Ihre Erscheinungsformen können sehr unterschiedlich sein und verändern sich häufig direkt vor unseren Augen. Je nach Höhe und Form, wobei man schichtförmige, haufenförmige und schleierförmige Wolken unterscheidet, können sie in 10 verschiedene Hauptklassen kategorisiert werden.

Wie jedoch entstehen Wolken?

  1. Unsere Erdoberfläche wird durch die Sonneneinstrahlung erwärmt und bringt somit Wasser aus dem Meer und anderen Gewässern, aber auch Bodenfeuchtigkeit zum verdunsten. Bei der Verdunstung wird das Wasser zu gasförmigem, unsichtbarem Wasserdampf.
  2. Dieser Dampf steigt mit der warmen Luft nach oben, häufig bis in die Troposphäre oder auch die Stratosphäre.
  3. Abhängig von der Temperatur kann die Luft jedoch nur eine bestimmte Menge an Wasserdampf aufnehmen bis sie gesättigt ist und die Luftfeuchtigkeit ein Maximum erreicht hat.
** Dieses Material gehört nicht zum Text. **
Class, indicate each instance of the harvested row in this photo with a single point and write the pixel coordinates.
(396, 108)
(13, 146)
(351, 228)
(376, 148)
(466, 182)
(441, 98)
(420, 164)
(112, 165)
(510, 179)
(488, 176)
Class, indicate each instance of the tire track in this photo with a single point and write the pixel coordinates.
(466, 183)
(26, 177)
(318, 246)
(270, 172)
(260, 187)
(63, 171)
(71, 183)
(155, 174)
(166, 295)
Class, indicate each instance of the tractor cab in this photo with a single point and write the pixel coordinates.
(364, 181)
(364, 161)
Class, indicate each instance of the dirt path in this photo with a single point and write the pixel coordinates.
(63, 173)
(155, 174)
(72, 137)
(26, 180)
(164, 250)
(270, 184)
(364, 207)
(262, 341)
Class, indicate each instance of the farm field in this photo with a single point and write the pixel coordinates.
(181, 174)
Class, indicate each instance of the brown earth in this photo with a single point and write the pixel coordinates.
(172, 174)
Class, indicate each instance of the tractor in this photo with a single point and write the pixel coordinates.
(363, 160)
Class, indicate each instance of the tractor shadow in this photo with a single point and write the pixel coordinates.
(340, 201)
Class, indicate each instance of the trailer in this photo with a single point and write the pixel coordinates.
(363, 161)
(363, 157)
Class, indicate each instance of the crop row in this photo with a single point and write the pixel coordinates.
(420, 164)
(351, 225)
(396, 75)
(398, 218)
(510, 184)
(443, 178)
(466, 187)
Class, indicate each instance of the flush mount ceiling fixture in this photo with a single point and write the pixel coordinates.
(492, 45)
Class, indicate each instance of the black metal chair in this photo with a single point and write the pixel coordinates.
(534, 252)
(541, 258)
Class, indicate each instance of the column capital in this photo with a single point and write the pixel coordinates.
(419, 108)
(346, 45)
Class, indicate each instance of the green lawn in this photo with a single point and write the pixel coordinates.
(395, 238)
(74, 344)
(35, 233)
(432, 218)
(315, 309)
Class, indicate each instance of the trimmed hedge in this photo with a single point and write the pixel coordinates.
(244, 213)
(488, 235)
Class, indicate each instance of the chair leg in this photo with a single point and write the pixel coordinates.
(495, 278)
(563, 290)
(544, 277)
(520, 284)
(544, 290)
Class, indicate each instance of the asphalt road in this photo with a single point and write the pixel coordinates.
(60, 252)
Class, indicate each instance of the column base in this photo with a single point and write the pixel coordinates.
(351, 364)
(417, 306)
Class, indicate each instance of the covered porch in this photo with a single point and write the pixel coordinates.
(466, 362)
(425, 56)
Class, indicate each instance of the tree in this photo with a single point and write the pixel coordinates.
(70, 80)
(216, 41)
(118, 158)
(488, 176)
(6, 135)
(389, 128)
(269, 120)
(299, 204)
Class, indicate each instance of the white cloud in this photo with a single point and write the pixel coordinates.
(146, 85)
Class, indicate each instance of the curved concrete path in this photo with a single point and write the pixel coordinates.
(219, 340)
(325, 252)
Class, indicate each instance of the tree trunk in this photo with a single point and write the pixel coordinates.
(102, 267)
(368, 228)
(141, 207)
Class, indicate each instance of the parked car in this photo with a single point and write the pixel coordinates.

Je wärmer die Luft ist, desto mehr Wassermoleküle in Form von Dampf können darin aufgenommen werden.
  4. Beim Steigen in höhere Luftschichten kühlt die Luft jedoch allmählich ab. In den kälteren Luftschichten werden die überschüssigen gasförmigen Wassermoleküle durch Kondensation nun wieder zu kleinen Tröpfchen. Diese schließen sich zusammen und bilden so eine Wolke. 
  5. Eine Wolke kann also als Ansammlung verdunsteter Wassertropfen bezeichnet werden.
  6. Wenn es schließlich regnet, gelangt das in Wolken angesammelte Wasser wieder auf die Erde. Von dort verdunstet es erneut und steigt hoch in die Atmosphäre. Dies ist der natürliche Wasserkreislauf.